The premise is that--well, that's the problem. The initial text suggests that you're lying in your bed, then abruptly you're standing on a scaffold, about to be hanged, and a few turns later, just as abruptly, you're tied up in a cellar. From there, things slow down a little, but the general "huh?" aura persists throughout--you jump around in time and space enough that you' re unlikely to follow what's going on until the very end. It doesn't, however, matter much that you don't know what's going on, as the game shepherds you along quite firmly--you can't get very far off the track at any point, nor is there a way, as far as I can tell, to derail the express by dying or making the game unwinnable. (Well, okay, there's one puzzle, and it's a fairly subtle puzzle, sufficiently so that it's not impossible to bog down--but other than that things more or less roll along.) The plot itself involves political machinations in a sort of alternate-universe medieval Venice, certainly a good setting for not knowing what's going on, and the game plays that aspect to the hilt--most of the salient facts, such as who's on what side, remain mysterious throughout, adding to the general bewilderment. At a few points, if you don't supply the needed action, the game gives you progressively less subtle hints, so the course of the story is unlikely to stop very often. The result, at the end of the game, is essentially a very odd short story where you supply much of the protagonist' s action but very little of the brainpower.

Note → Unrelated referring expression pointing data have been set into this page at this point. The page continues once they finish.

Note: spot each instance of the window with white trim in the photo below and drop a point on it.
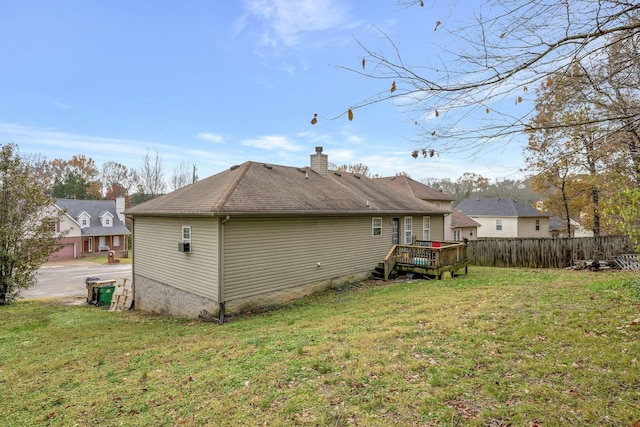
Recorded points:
(186, 234)
(408, 236)
(376, 226)
(426, 228)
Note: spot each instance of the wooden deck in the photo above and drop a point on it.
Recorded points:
(430, 258)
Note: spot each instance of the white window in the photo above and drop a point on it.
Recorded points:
(376, 226)
(408, 236)
(426, 228)
(186, 234)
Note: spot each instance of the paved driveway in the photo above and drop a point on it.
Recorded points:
(67, 279)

Give All Roads some credit, though--the player does *do* almost everything in the story, as opposed to watching his friend the player character do things in long chunks of text between prompts (a common failing in story-oriented games). Some of the actions are attributable to unsubtle hints, and there's a little bit of unreliable-narrator trickery, but most of the time the game gets the player sufficiently on the story's wavelength that outright prodding is unnecessary, which is nothing to sneeze at. Simple weirdness or absurdity is fairly trodden IF ground, but this isn't that, exactly--the point is not, as far as I can tell, simply to be strange and confusing. The underlying logic of it all is obscure, but the actions themselves are reasonably apparent.

In a sense, though, that's the problem; there are (at least) two narratives in All Roads, one the ostensible course through the game and another the player's progress toward deciphering the game's central puzzle, namely Why The Whole World's Acting So Weird. The game appears to have decided quite firmly that you will begin to get hints on the latter only toward the end of the game; detective work during most of the story is not only not encouraged, it's pretty much impossible. Some common commands are disabled or even given misleading responses. Yes, there are stray clues here and there, but they don't seem to be in places where the inquiring player would tend to look--they're more like Easter eggs. The most blatant aspect of this is the conversation system, namely TALK TO, which certainly avoids complications but doesn't leave much freedom. It's not, exactly, that the game will break if your strange time-space-jumping tendencies are aired, because you do air them (after a fashion) in your TALK TO conversations, but the game appears to have made a choice--rather than letting you, the player, screw things up and get some *** You have died *** equivalent, the game simply prevents you from screwing things up.

Does this all matter? Yes and no, in my book. It doesn't make the underlying puzzle any less interesting--and it is a good puzzle, well worth some thought and some poring over the transcript. For my part, though, the railroaded nature of the game took away some of the satisfaction of figuring out the puzzle, since there was no possibility that I'd make a clever guess and be rewarded, and the giveaways at the end really were outright giveaways. (I might have found the process a bit more rewarding if the solution lay more in going back through the game and trying new stuff, thereby to learn more, and less in the exposition at the end.) Accordingly, it's difficult to judge the game--as pure story, once understood, it's impressive, and the various pieces come together well. The meta-puzzle of the story isn't quite as successful, though, due to the feeling that the player doesn't really have much of a shot at solving the puzzle, and accordingly the extent to which the game succeeds depends on one's assumptions about what the game sets out to do.

Those reservations noted, I should add that I did enjoy All Roads; the complexity and depth of the story it wove landed it the top spot in the comp, and deservedly so. For my part, I gave it a 9.